Dysfunction of the meningeal lymphatic vessels - a network of vessels located within the membranes that surround the central nervous system that drain macromolecules - may be an aggravating factor in Alzheimer’s disease pathology and age-associated cognitive decline. The results of this study in mice are published online in Nature this week.

Lymphatic vessels within the meninges have been discovered in rodents, non-human primates and humans. However, their function in the central nervous system and their role in pathologies of the central nervous system remains poorly understood.

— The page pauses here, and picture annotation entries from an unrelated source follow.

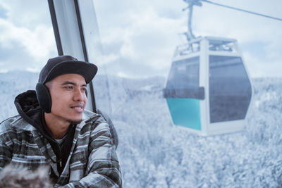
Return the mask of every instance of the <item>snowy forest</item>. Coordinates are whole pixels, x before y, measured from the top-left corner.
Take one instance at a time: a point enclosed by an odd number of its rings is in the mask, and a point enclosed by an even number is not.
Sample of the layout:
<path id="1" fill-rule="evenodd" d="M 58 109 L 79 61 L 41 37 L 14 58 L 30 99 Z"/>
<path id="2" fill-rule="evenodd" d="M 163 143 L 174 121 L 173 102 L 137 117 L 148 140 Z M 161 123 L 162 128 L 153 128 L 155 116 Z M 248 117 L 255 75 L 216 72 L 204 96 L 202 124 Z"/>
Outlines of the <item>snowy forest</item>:
<path id="1" fill-rule="evenodd" d="M 0 121 L 17 113 L 14 98 L 34 89 L 37 77 L 0 74 Z M 162 93 L 165 77 L 98 75 L 94 86 L 102 108 L 106 78 L 123 187 L 282 187 L 282 78 L 252 79 L 254 99 L 245 130 L 212 137 L 172 123 Z"/>

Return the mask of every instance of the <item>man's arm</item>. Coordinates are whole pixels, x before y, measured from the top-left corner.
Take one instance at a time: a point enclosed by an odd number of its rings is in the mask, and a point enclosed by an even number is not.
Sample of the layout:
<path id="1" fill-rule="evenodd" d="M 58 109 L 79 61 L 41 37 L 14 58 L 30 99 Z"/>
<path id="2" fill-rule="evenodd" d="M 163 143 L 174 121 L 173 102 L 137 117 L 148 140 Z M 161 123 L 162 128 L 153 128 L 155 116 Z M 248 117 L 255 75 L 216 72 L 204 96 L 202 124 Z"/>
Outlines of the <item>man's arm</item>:
<path id="1" fill-rule="evenodd" d="M 121 187 L 120 166 L 109 125 L 102 118 L 92 131 L 89 145 L 87 175 L 79 182 L 60 187 Z"/>

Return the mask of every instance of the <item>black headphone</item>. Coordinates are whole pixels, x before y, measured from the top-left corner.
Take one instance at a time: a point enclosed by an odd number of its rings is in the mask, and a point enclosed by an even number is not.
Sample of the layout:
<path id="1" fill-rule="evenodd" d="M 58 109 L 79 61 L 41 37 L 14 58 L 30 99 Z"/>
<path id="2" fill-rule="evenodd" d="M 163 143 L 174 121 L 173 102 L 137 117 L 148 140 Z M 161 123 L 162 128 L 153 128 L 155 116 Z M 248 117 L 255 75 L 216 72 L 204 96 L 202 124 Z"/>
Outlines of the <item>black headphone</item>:
<path id="1" fill-rule="evenodd" d="M 45 113 L 50 113 L 52 101 L 48 88 L 44 84 L 37 83 L 36 84 L 36 96 L 41 108 Z"/>
<path id="2" fill-rule="evenodd" d="M 50 113 L 52 106 L 52 101 L 48 88 L 42 83 L 36 84 L 36 96 L 41 108 L 45 113 Z M 85 90 L 86 97 L 87 97 L 87 90 Z"/>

Jonathan Kipnis and colleagues show that meningeal lymphatic vessels drain macromolecules from the cerebrospinal and interstitial fluid of the central nervous system into the cervical lymph nodes. The authors found that impairment of meningeal lymphatic function in young-adult mice resulted in learning and memory deficits. They note that in aged mice, there was significant disruption of meningeal lymphatic function, which may underlie some of the aspects of age-associated cognitive decline. Treatment of aged mice with vascular endothelial growth factor C enhanced meningeal lymphatic drainage and clearance of macromolecules from the cerebrospinal and interstitial fluid in the brain, resulting in improved learning and memory performance.

In transgenic mouse models of Alzheimer’s disease, disruption of meningeal lymphatic vessels promoted amyloid deposition in the meninges, which closely resembled human meningeal pathology. The authors suggest that augmentation of meningeal lymphatic function may be a promising therapeutic target for preventing or delaying age-associated neurological diseases.